Wie nog geen 18 jaar is op het ogenblik van de aanvraag zal een schriftelijke toestemming van ouders of wettelijke voogd moeten voorleggen.

c) Uittreksel strafregister of gelijkwaardig document (art. 60, §3, 8° Vw)

De leeftijdsvereiste voor een attest van goed gedrag en zeden verlaagt van 21 naar 18 jaar.

d) Bewijs van voldoende bestaansmiddelen (art. 61 Vw)

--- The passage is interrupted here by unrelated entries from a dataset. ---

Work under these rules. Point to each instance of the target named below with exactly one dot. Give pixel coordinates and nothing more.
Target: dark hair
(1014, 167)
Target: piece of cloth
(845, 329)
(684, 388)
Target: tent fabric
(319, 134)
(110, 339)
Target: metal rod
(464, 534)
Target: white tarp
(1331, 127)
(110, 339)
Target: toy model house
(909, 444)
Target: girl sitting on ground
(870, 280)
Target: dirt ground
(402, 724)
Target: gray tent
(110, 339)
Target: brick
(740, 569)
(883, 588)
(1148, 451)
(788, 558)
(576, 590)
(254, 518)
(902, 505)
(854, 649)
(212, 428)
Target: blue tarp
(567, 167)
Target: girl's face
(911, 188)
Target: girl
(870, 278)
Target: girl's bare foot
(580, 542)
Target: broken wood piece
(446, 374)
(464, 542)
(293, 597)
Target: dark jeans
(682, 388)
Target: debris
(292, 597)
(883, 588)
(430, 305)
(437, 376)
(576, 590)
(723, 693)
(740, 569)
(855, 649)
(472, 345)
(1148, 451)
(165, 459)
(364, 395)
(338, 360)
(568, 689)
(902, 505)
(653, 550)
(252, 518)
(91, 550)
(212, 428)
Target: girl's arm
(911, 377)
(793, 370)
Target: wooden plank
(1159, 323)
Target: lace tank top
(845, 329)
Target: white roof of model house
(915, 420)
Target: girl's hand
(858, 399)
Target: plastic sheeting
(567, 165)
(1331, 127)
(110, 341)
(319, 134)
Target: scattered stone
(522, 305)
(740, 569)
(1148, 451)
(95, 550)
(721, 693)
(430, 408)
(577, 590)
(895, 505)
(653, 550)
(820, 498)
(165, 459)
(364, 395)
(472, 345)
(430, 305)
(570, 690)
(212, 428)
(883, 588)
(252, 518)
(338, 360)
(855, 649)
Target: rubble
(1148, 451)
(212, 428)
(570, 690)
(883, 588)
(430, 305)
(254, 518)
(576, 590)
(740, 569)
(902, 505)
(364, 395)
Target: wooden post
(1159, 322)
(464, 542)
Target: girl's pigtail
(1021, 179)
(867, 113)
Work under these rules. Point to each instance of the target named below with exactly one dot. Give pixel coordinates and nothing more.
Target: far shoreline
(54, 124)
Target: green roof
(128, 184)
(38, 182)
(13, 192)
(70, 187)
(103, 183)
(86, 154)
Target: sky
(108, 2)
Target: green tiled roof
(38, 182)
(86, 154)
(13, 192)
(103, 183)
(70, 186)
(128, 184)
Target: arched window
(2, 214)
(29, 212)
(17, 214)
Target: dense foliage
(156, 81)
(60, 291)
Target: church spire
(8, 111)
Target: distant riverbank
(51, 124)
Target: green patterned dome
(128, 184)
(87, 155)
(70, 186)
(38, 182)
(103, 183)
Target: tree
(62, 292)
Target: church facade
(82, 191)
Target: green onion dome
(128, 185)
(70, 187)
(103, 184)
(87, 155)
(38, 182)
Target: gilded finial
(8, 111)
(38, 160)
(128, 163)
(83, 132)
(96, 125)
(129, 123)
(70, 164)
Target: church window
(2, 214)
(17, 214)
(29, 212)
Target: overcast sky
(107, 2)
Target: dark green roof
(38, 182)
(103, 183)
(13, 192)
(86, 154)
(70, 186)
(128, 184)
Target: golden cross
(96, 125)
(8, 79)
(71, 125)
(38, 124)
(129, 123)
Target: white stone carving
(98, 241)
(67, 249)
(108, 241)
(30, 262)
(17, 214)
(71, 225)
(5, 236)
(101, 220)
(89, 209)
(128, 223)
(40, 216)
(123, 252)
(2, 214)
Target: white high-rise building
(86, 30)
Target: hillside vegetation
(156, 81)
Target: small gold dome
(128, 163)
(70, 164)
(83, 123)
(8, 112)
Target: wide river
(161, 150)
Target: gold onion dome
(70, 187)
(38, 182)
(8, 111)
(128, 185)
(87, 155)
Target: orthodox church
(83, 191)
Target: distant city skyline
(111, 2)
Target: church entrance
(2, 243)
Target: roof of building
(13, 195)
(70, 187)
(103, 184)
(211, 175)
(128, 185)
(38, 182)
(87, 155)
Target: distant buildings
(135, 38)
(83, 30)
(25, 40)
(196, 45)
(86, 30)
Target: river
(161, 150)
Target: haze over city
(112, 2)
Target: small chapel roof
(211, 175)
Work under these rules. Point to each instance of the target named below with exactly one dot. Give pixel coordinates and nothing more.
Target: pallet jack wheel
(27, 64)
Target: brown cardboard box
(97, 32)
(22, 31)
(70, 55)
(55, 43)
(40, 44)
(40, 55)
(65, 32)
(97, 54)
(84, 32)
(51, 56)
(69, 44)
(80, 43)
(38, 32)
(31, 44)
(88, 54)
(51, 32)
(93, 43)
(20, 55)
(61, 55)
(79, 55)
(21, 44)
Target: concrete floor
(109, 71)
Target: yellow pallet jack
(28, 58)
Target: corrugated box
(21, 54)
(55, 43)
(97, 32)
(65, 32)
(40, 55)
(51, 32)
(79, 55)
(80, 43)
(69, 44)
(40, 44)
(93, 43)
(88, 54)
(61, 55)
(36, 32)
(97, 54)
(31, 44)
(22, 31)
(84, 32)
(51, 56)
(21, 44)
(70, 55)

De student kan op drie manieren voldoende bestaansmiddelen aantonen:

  • Een attest betreffende beurs of lening voor zover afkomstig van een internationale of nationale overheid, gemeenschap, gewest, provincie of gemeente, of instelling van hoger onderwijs. Een Belgische of vreemde rechtspersoon zoals omschreven in de omzendbrief van 15 september 1998, is geschrapt.
  • Een verbintenis tot tenlasteneming door een natuurlijke persoon. Deze zal vanaf nu gelden voor de duur van het toegestane verblijf én vermeerdert met 12 maanden. Ook hier is de ‘Belgische of vreemde rechtspersoon’ geschrapt, maar komt er een uitbreiding van welke natuurlijke personen in aanmerking komen om zich garant te stellen:
      • Belg
      • Unieburger met verblijfsrecht van meer dan 3 maanden in België of een andere lidstaat
      • derdelander met verblijfsrecht van onbepaalde duur in België of een andere lidstaat
      • familielid tot de derde graad in België of buitenland zonder toevoeging van verblijfsvoorwaarde
  • Enig ander bewijsmiddel van voldoende bestaansmiddelen, waaronder toelage, subsidies, tewerkstelling als student,…

Een bijkomend koninklijk besluit moet verder de minimumbedragen, het vereiste attest voor beurs of lening, het model van de verbintenis tot tenlasteneming en de voorwaarden regelen waaraan de garant moet voldoen.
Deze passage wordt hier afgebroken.